It doesn't happen much anymore, but in the olden days when someone would find out I was a comic artist they would usually reply with "I love comics! Especially PEANUTS!"
So they would think Comic Strips, which, although sharing similar storytelling are completely different than comic books.
Breaking it down sometimes helps.
Graphic Novels - These are like movies. Usually with a beginning a middle and an end, sometimes with three acts. Characters are introduced, put into situations and there is usually a resolution to those situations.
Comic Books- These are like ongoing TV Shows, they tell you a little bit of a longer story one episode at a time. They may never have a resolution because they are ongoing.
Comic Strips- These are like stand up comedians because (for the most part) they come in, tell you a joke and walk away.

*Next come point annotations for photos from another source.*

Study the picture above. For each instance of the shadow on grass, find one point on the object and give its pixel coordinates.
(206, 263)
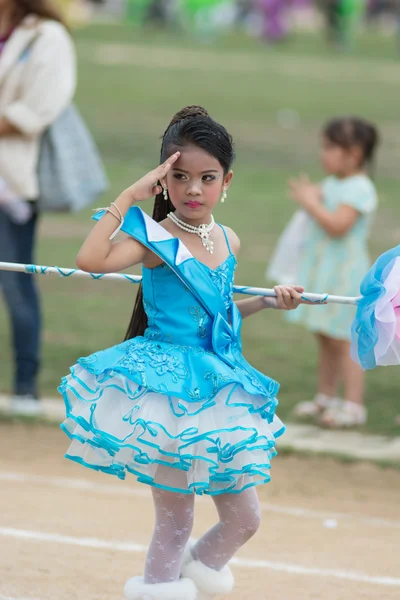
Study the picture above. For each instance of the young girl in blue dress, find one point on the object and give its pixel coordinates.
(176, 404)
(335, 259)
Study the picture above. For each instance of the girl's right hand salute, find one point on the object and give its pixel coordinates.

I don't read comic strips-- mostly because the digital edition of my newspaper doesn't include them and I can't be bothered to hunt any down. I'm sure there are good, maybe even great, comic strips being produced today but I don't know what they are.
Ones I would recommend though are now being collected in complete editions.

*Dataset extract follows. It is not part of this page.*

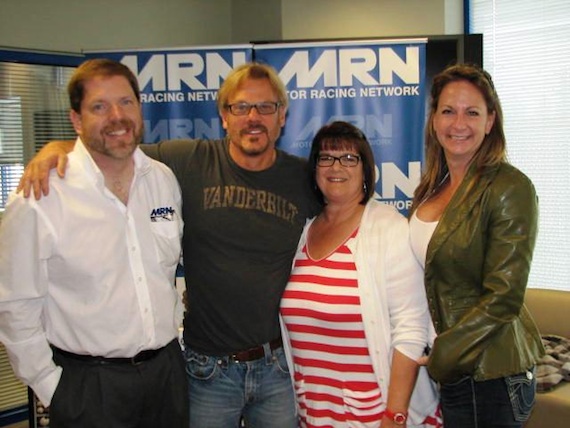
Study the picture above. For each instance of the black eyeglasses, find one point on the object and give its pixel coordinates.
(345, 160)
(243, 109)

1 - The Complete Calvin and Hobbes -- @ $50 on Amazon. C&H is possibly the greatest comic strip of all time, although I know a lot of Terry and the Pirates fans would argue with that.

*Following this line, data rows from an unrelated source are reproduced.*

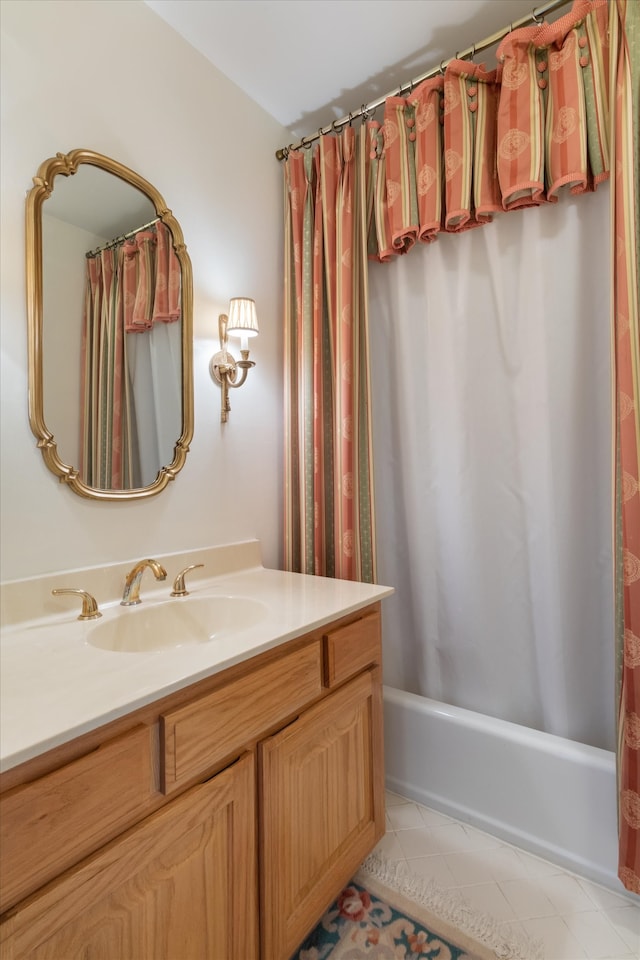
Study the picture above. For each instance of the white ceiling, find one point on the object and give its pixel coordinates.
(308, 62)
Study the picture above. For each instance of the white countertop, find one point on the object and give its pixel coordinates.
(55, 686)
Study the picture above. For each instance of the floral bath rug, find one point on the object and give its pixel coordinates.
(386, 913)
(359, 925)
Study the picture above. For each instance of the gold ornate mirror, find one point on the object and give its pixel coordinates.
(109, 307)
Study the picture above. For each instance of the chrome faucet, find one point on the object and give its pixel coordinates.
(131, 594)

2- Bloom County The Complete Library -- @$60 on Amazon. Bloom County is a close second. I LOVED This strip through high school as it was published showing a full week's worth in the back of Worcester Magazine and it was the only reason I grabbed WM every week.
The strip doesn't hold up quite as well as Calvin because it often gets very political which makes it dated.
3- THE COMPLETE DICK TRACY -- several hardcover volumes @$30 each. If you've never read DICK TRACY during World War II you are really missing out. I have the set that runs from 1941 - 1950 and creator Chester Gould was really on his game during these.
4- THE COMPLETE PEANUTS - several hardcover volumes @$30 each. The early Peanuts are really good and the early 60s is the golden age for Charlie Brown and company.
5- TERRY AND THE PIRATES - several hardcover volumes just like the two above. Terry and the Pirates is an adventure strip with some great characters done by a great cartoonist named Milt Caniff. Well worth checking out.